便がなかなか出ない患者さんに「便器に座って気張ってみましょう。」と言いたい場合は、“Please go to toilet and strain to defecate.”と表現します。“strain”とは「力を込める」 という意味で、“defecate”には「汚いものを外に出す」、つまり「排泄する」という意味があります。

「差し込み便器を入れますよ。」を表現したいときには、“bedpan”という単語を知っておかなければ難しいでしょう。それを知っていれば “I'm going to insert the bedpan.”のように表現できます。

また、「摘便」などは一語で説明できるものではありません。従って「指で便をかき出しますね。」“I'm going to extract stools with fingers.”のようにきちんと行為を説明するようにしましょう。また排泄介助では「気持ちが悪いでしょう。すぐにきれいにしますね。」といった「声かけ」も大切です。そのようなときには“You're probably feeling uncomfortable. I'll clean up immediately.”と、適宜声をかけてみましょう。

最後に病室の管理といった「環境整備」での表現です。

「失礼します。お部屋の掃除に来ました。」という場合の「失礼します。」は“Excuse me.”でも“I'm sorry.”でもなく、“May I come in?”を使います。その後に“I've come to clean this room.”と言いましょう。

また「洗濯をします。洗う服はありませんか?」と言いたいときは、“I'm going to do the laundry. Do you have anything to wash?”と言います。このほか「窓を開けてきれいな空気を入れましょう。」“Let's open the window and let some fresh air in.”や、「もう一枚布団をかけましょうか?」“Shall I put another futon on you?”といった表現も便利ですので覚えておくと良いでしょう。
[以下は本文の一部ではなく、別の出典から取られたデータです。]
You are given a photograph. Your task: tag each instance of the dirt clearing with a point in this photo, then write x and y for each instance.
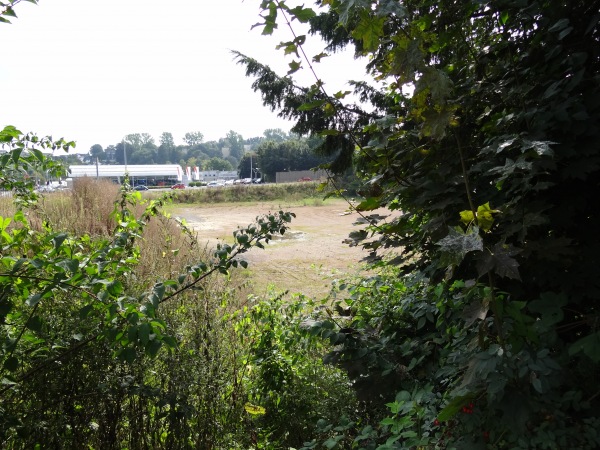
(308, 257)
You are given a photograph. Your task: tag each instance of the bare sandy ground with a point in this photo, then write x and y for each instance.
(307, 259)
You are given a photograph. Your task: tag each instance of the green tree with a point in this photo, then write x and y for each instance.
(166, 140)
(235, 142)
(479, 129)
(275, 134)
(285, 156)
(96, 152)
(217, 164)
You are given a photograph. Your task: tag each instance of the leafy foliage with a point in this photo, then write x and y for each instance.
(80, 330)
(479, 128)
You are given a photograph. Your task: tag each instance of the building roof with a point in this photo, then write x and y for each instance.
(142, 170)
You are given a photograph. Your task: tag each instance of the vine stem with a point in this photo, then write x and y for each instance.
(466, 178)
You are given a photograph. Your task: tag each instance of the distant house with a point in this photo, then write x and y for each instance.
(147, 174)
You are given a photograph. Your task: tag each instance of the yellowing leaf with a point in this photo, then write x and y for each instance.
(485, 219)
(255, 410)
(466, 217)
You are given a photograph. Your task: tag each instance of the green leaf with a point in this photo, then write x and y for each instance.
(153, 347)
(459, 243)
(369, 30)
(34, 323)
(127, 354)
(369, 204)
(144, 333)
(11, 364)
(589, 345)
(294, 67)
(302, 14)
(312, 105)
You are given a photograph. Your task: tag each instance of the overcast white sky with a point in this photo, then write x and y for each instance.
(95, 70)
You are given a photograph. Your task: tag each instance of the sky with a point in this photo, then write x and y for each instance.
(94, 71)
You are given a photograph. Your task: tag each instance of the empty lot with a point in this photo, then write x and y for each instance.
(305, 260)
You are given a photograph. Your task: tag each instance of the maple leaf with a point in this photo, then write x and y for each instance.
(500, 261)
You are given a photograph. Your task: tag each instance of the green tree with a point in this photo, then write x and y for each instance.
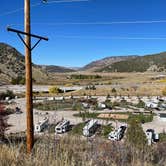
(164, 91)
(3, 122)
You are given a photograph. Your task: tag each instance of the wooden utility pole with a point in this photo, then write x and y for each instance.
(28, 70)
(28, 67)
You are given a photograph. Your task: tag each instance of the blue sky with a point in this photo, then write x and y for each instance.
(81, 32)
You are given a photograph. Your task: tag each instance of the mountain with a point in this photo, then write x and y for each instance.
(97, 65)
(154, 62)
(12, 66)
(57, 69)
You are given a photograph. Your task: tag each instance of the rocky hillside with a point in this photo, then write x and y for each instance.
(154, 63)
(99, 64)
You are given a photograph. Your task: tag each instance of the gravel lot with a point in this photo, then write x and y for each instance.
(18, 121)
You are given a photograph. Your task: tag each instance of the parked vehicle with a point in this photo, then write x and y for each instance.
(41, 125)
(62, 127)
(151, 136)
(117, 134)
(90, 128)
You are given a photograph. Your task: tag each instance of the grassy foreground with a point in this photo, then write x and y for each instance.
(75, 151)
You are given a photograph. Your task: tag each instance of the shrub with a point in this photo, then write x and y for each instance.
(164, 91)
(135, 134)
(3, 121)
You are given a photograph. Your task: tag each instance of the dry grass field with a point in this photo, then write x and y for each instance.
(138, 84)
(113, 116)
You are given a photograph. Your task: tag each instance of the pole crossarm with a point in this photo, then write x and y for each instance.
(28, 34)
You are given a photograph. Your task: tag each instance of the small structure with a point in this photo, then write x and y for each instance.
(90, 128)
(62, 127)
(151, 104)
(117, 134)
(101, 105)
(18, 110)
(41, 125)
(151, 136)
(162, 116)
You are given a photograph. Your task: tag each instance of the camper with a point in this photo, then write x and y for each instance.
(153, 105)
(41, 125)
(62, 127)
(151, 136)
(90, 128)
(117, 134)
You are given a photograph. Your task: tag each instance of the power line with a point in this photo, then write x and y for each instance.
(64, 1)
(107, 37)
(38, 4)
(18, 10)
(101, 23)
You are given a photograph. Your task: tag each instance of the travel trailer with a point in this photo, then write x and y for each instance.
(41, 125)
(151, 136)
(90, 128)
(62, 127)
(117, 134)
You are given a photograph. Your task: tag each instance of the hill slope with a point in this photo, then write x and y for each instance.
(97, 65)
(57, 69)
(155, 63)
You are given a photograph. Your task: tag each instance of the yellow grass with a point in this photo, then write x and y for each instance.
(113, 116)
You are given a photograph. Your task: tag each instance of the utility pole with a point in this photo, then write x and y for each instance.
(28, 67)
(28, 70)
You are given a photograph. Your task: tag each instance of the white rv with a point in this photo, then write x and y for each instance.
(41, 125)
(151, 136)
(62, 127)
(90, 128)
(117, 134)
(152, 105)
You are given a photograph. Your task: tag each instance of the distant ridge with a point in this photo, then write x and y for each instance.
(153, 63)
(99, 64)
(56, 69)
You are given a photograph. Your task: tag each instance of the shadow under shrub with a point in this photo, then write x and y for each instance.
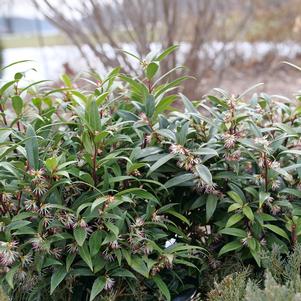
(110, 192)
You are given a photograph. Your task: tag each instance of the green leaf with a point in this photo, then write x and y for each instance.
(51, 164)
(95, 242)
(234, 232)
(263, 196)
(17, 103)
(31, 147)
(162, 287)
(160, 162)
(139, 192)
(247, 211)
(139, 266)
(92, 115)
(85, 255)
(235, 218)
(150, 106)
(98, 202)
(69, 260)
(152, 69)
(80, 235)
(210, 206)
(234, 207)
(112, 228)
(178, 180)
(204, 173)
(57, 277)
(231, 246)
(235, 197)
(179, 216)
(122, 273)
(97, 287)
(9, 276)
(277, 230)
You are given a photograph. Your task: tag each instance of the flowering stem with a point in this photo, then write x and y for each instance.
(266, 180)
(94, 175)
(294, 235)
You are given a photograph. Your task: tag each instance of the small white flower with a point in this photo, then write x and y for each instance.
(109, 283)
(170, 242)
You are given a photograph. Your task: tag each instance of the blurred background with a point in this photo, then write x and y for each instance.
(232, 44)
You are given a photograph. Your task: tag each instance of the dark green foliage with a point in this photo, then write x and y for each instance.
(110, 192)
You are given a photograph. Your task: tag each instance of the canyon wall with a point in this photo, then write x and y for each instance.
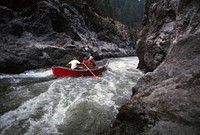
(166, 99)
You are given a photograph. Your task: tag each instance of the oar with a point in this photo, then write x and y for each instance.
(97, 78)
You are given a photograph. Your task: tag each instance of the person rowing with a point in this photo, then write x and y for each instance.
(74, 63)
(89, 62)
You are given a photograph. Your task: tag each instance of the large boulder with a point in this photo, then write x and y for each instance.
(43, 33)
(166, 101)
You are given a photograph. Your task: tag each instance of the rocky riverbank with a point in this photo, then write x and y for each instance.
(166, 101)
(43, 33)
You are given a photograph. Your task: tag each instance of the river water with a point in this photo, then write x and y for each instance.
(39, 103)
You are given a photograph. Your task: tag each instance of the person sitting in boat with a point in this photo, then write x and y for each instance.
(74, 63)
(89, 62)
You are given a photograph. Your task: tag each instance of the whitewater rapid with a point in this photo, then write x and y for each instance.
(37, 102)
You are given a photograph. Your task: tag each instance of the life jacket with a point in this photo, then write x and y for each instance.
(90, 62)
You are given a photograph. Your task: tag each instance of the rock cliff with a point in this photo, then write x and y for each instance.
(42, 33)
(166, 101)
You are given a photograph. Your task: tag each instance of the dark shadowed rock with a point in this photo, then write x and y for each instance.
(166, 101)
(43, 33)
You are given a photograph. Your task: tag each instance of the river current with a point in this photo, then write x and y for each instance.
(38, 103)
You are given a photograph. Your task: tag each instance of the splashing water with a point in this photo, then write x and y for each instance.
(36, 102)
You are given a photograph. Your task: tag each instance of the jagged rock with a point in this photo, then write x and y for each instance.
(166, 101)
(39, 34)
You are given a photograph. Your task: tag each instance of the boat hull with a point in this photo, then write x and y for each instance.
(64, 71)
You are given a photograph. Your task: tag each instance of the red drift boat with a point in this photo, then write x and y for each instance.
(65, 71)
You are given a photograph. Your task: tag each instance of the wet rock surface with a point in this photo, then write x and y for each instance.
(166, 101)
(43, 33)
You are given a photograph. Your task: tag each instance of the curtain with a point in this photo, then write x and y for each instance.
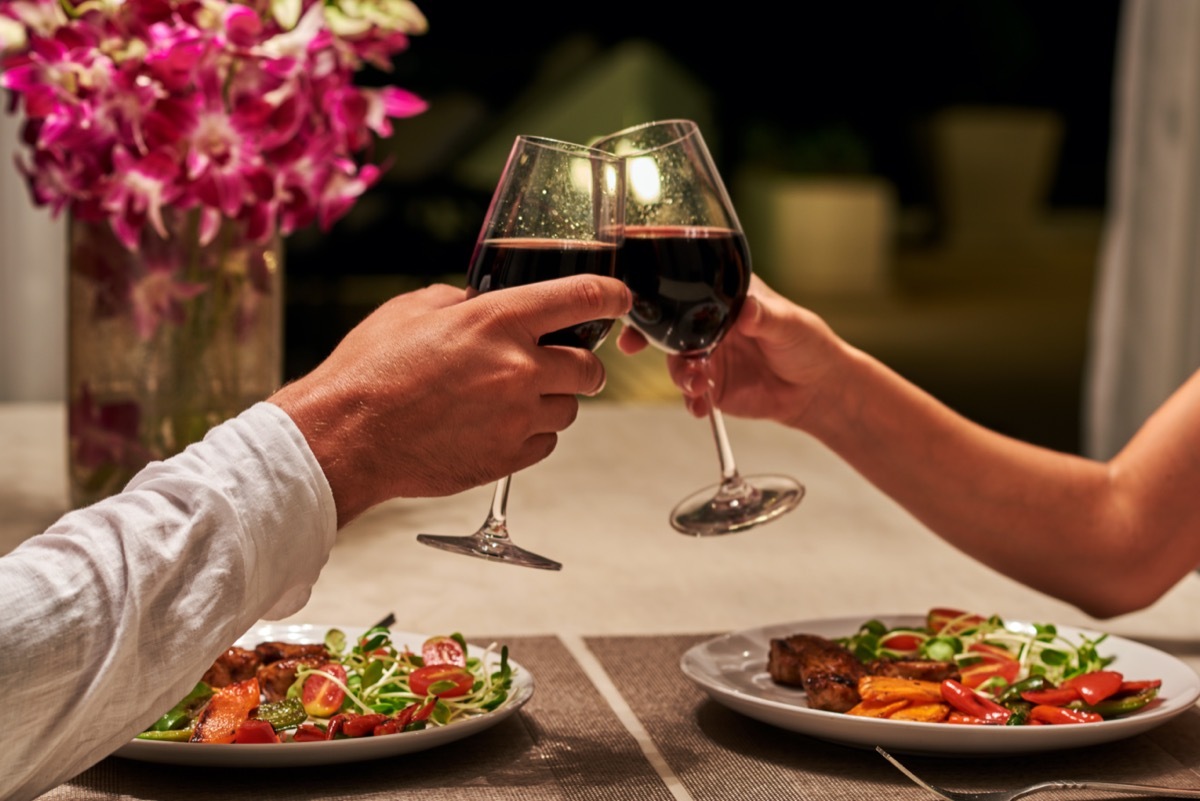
(1145, 337)
(33, 285)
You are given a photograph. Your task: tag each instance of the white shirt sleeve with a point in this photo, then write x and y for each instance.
(115, 612)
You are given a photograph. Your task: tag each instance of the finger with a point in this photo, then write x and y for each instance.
(690, 375)
(630, 341)
(556, 413)
(547, 306)
(569, 371)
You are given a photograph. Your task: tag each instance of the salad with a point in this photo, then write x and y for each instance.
(337, 690)
(1009, 674)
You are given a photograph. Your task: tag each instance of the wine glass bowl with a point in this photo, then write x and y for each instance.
(687, 262)
(557, 210)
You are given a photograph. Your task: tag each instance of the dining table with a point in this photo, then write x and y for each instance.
(612, 714)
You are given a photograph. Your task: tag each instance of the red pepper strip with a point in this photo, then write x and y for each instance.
(309, 733)
(1051, 696)
(1131, 687)
(1096, 686)
(969, 702)
(363, 726)
(1047, 714)
(255, 730)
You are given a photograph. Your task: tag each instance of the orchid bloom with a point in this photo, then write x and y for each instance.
(243, 110)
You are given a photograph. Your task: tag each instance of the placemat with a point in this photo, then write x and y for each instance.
(718, 753)
(565, 742)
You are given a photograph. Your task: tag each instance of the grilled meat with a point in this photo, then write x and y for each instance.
(274, 664)
(826, 670)
(235, 664)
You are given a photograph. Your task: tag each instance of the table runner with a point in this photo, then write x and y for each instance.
(565, 742)
(719, 754)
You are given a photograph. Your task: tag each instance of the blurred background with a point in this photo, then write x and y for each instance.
(931, 176)
(928, 175)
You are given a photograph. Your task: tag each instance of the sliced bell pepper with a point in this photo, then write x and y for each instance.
(1096, 686)
(969, 702)
(225, 712)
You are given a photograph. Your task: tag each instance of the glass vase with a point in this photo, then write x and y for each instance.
(165, 342)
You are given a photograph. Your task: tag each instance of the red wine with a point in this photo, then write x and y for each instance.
(502, 263)
(688, 283)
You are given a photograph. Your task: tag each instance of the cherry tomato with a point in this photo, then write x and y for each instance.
(901, 642)
(1096, 686)
(966, 700)
(255, 730)
(441, 680)
(443, 650)
(322, 696)
(994, 662)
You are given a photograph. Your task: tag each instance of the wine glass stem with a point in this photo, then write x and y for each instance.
(496, 525)
(732, 491)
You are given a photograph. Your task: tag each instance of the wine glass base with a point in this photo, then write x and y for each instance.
(715, 510)
(492, 548)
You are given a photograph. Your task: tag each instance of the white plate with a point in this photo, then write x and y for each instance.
(732, 669)
(287, 754)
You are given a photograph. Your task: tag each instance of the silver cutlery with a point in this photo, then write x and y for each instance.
(1042, 787)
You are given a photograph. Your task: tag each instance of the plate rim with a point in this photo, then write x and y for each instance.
(336, 751)
(922, 738)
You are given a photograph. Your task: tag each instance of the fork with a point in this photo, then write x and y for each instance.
(1041, 787)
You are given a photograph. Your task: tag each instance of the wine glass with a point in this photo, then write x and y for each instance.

「消灯時間です。お部屋の電気を消してください。」と言いたい場合、“It's lights-out time . Please turn off the light.”とは言いません。この “lights-out time”と“time”をつけてしまうと、子供に指示しているような感じがしてしまいます。従って“It's lights-out.”とtimeを取ってシンプルに表現するように心がけるようにしてくださいね。